Cette stratégie lui a permis de remporter la présidence. Puis, Trump a commis une erreur : en se focalisant sans relâche sur son hostilité envers les immigrants et la diversité des citoyens des villes américaines, le président a quasiment ignoré – voire aggravé – les difficultés économiques de ses électeurs. Lors des élections du début du mois, le mécontentement économique des Américains s'est retourné contre lui. Acculé par les électeurs, Trump tente désormais de redorer son image sur le plan économique. Mais il est peut-être déjà trop tard.
Depuis sa première campagne présidentielle victorieuse en 2016, Trump s'est présenté comme le défenseur d'une classe ouvrière blanche américaine persécutée, se sentant marginalisée dans une nation de plus en plus diverse. En 2016, il a qualifié les immigrants mexicains de voyous violeurs. En 2020, il a suggéré que les femmes blanches des banlieues avaient besoin de sa protection contre les minorités urbaines violentes. En 2024, il a lancé la dernière semaine de sa campagne au Madison Square Garden à New York, promettant de mettre en œuvre « le plus grand programme d'expulsion de l'histoire américaine pour se débarrasser de ces criminels » et d'éradiquer la théorie critique de la race « de nos écoles ».
L'accent mis sur la question raciale correspond sans doute mieux à la vision du monde de Trump. À sa naissance, environ 10 % des Américains étaient non blancs, contre environ 40 % aujourd'hui. Au fond de lui, il partage probablement l'idée que l'Amérique blanche qu'il chérissait dans sa jeunesse est menacée. Il partage le regard inquiet que certains de ses partisans portent sur le creuset multiethnique qu'est devenue l'Amérique urbaine.
Politiquement, l'accent mis par Trump sur la question raciale n'est pas injustifié. De nombreux éléments prouvent que l'hostilité ethnique des Américains blancs a joué un rôle déterminant dans la structuration de la vie politique et institutionnelle américaine. Des travaux menés il y a plusieurs années par les économistes Alberto Alesina, Edward Glaeser et Bruce Sacerdote ont conclu que les barrières raciales – peur, mépris, méfiance – expliquent en grande partie pourquoi les États-Unis n'ont pas développé le système de protection sociale aussi performant que celui mis en place par les démocraties d'Europe occidentale, plus homogènes sur le plan ethnique, pour protéger leurs populations des crises économiques. De fait, lorsqu'il a entrepris la construction de ce système, Franklin Delano Roosevelt a adapté les programmes du New Deal afin d'exclure les Afro-Américains et ainsi rallier les démocrates blancs du Sud.

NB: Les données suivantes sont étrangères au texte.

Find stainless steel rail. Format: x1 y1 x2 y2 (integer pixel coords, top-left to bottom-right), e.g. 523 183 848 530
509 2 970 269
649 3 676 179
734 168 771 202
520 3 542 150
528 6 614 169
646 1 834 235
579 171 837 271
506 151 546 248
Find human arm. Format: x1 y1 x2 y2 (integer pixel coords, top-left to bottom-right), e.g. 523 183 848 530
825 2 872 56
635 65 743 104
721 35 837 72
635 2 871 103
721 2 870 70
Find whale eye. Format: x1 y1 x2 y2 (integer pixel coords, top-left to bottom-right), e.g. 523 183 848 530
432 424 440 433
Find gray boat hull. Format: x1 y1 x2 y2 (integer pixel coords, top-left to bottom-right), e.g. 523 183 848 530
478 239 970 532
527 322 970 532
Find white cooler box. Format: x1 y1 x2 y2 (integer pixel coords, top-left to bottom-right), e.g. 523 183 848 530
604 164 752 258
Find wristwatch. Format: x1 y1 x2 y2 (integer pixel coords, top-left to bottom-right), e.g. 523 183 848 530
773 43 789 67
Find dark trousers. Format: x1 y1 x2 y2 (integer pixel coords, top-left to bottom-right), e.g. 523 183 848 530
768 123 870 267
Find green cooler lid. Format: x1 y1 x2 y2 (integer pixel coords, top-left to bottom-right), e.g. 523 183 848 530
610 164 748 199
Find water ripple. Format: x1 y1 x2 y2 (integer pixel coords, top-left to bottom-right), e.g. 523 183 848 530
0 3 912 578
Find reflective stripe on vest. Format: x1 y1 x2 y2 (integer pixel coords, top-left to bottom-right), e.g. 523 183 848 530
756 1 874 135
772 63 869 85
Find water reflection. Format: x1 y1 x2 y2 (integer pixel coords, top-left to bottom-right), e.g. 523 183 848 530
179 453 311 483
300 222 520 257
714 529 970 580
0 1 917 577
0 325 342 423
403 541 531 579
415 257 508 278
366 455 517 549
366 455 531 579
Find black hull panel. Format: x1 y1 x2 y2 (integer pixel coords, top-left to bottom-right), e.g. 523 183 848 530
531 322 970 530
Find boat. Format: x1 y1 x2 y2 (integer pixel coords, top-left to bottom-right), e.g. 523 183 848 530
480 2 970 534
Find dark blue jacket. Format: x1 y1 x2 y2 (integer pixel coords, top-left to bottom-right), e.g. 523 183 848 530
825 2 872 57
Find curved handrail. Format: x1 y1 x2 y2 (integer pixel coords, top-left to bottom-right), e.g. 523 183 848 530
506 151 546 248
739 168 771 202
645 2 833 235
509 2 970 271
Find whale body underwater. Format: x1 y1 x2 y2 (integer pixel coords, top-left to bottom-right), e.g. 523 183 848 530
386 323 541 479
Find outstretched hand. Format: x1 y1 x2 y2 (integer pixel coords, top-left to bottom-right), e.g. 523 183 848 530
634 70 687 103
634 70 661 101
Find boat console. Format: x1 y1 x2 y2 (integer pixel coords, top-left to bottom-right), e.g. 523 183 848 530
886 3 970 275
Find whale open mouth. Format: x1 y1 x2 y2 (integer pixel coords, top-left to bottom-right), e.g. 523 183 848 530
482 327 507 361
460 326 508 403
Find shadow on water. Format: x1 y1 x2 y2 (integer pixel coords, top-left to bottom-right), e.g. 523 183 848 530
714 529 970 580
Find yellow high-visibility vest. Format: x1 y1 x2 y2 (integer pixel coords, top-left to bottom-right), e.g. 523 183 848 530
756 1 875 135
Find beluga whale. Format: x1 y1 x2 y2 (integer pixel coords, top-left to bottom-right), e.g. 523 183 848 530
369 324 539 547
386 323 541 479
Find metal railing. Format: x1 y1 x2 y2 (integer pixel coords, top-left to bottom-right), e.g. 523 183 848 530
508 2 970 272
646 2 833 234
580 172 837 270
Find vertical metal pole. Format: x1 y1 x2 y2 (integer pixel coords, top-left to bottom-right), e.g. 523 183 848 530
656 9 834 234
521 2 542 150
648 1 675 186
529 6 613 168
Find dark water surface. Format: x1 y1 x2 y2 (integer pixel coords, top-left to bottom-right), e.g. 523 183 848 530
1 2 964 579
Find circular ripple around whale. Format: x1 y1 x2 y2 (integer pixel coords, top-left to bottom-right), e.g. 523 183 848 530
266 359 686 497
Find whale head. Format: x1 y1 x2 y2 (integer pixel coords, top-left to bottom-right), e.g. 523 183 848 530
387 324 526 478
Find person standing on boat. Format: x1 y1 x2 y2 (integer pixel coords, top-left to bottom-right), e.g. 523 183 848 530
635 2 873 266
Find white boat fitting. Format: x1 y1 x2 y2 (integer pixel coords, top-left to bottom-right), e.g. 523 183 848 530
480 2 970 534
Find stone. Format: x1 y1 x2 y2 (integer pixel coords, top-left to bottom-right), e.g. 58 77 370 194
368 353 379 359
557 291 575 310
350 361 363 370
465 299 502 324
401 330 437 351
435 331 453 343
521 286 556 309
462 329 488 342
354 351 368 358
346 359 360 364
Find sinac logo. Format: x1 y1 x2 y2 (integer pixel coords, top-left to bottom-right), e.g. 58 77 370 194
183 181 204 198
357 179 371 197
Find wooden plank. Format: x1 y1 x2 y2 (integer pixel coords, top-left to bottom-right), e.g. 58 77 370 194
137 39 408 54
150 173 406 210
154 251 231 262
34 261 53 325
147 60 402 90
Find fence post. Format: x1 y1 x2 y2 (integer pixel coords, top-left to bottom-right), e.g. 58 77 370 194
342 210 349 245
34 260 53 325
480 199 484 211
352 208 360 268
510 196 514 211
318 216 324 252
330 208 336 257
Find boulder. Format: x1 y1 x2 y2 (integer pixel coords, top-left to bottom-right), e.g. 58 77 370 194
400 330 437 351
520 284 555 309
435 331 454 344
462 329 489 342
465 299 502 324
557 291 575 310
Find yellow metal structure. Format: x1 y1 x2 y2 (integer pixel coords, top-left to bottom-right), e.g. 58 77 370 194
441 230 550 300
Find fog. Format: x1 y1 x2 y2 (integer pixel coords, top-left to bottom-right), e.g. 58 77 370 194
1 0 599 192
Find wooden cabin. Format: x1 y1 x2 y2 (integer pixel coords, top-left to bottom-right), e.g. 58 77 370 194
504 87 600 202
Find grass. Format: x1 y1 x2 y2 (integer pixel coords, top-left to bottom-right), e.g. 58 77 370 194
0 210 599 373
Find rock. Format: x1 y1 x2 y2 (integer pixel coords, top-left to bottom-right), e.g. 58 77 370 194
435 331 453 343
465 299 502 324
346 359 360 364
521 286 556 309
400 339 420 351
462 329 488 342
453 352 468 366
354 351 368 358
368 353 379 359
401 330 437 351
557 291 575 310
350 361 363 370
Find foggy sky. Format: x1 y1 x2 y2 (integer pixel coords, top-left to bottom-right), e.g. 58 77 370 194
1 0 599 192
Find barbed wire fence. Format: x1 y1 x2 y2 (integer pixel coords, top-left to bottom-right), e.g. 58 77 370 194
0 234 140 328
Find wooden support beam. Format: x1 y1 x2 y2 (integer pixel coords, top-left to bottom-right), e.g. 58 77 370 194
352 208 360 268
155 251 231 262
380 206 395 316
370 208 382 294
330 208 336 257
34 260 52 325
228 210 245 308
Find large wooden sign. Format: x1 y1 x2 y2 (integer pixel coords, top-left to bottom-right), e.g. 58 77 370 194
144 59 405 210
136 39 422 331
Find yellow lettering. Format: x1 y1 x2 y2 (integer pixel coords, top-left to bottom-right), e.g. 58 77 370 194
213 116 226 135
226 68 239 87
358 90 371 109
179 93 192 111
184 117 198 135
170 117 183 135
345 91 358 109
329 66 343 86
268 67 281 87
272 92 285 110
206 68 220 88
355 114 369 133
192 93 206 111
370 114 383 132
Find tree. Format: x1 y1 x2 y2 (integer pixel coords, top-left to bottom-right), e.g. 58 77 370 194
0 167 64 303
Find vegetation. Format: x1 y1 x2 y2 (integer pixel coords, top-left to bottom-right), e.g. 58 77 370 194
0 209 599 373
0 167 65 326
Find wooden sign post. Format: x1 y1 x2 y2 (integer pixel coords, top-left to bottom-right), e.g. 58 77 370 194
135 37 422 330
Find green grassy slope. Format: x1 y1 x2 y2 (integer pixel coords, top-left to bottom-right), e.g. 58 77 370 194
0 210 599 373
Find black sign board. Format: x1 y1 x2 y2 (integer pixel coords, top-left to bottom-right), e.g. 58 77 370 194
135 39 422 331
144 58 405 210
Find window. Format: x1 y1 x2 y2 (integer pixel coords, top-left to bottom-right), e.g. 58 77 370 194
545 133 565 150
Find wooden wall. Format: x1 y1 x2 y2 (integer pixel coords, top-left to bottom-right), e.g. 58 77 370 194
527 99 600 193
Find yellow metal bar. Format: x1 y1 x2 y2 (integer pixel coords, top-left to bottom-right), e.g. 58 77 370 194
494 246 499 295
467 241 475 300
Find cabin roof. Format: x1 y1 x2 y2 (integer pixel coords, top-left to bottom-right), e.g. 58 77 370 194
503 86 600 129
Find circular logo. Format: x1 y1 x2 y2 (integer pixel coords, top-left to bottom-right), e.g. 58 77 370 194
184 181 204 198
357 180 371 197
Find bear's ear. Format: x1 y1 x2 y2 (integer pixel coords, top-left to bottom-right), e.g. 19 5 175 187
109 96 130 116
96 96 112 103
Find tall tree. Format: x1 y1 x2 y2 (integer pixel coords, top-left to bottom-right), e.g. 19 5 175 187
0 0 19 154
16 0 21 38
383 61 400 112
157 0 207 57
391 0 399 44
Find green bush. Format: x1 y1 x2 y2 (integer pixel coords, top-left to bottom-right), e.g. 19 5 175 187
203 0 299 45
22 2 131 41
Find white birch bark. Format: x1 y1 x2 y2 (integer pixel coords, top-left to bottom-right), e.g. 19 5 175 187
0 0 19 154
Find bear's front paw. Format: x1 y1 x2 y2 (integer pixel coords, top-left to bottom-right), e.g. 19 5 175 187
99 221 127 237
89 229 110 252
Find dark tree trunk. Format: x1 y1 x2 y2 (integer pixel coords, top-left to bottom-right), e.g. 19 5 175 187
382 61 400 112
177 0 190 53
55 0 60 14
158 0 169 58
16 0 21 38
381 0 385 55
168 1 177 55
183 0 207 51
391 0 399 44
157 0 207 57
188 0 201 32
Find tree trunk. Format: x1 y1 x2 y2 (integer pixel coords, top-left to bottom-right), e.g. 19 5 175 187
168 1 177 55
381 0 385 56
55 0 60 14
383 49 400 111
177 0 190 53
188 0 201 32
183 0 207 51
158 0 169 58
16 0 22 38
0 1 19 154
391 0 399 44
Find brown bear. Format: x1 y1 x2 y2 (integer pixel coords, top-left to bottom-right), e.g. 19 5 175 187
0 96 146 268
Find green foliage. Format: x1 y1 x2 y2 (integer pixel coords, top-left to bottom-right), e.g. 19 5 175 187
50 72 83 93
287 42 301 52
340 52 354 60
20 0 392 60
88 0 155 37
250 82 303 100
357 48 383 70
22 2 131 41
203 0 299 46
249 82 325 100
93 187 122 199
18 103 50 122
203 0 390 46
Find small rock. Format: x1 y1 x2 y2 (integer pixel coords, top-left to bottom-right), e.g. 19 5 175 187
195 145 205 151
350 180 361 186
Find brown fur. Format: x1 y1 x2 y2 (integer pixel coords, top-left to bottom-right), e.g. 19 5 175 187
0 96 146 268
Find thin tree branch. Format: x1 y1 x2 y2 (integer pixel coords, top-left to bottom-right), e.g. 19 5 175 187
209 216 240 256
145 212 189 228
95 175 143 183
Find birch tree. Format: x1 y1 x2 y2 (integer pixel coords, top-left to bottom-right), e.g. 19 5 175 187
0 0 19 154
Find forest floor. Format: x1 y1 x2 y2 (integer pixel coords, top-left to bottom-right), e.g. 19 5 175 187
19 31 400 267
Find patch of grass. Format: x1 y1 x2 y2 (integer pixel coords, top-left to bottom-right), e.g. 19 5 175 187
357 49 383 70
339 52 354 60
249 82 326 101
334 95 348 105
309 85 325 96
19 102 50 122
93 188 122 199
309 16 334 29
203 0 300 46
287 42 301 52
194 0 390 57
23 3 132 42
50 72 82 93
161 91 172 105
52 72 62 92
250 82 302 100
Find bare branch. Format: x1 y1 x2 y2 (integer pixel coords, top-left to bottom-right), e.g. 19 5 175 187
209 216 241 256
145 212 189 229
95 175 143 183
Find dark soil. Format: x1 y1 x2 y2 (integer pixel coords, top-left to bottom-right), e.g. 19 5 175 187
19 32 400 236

Le jour même de la promulgation du Civil Rights Act, le président Lyndon Johnson, démocrate du Sud, a habilement fait remarquer à son conseiller Bill Moyers : « Je crois que nous avons perdu le Sud pour toujours – pour vous comme pour moi. »
Quoi qu'il en soit, le ressentiment ethnique est devenu le pilier de la politique intérieure de Trump. Les méthodes brutales d'expulsion employées par le Département de la Sécurité intérieure et le déploiement de la Garde nationale dans les grandes villes (dirigées, sans surprise, par des démocrates) sont présentés comme des stratégies pour lutter contre la criminalité endémique des immigrés. Les attaques médiatisées contre les universités pour leurs programmes de diversité, d'équité et d'inclusion (DEI) sont justifiées comme une défense des Américains blancs contre des politiques injustes les privant de leurs droits. Les agences fédérales ont reçu l'ordre de mettre fin à toute initiative de promotion de la DEI. Les villes, écosystèmes les plus diversifiés ethniquement et culturellement des États-Unis, sont dépeintes comme des foyers dystopiques de troubles.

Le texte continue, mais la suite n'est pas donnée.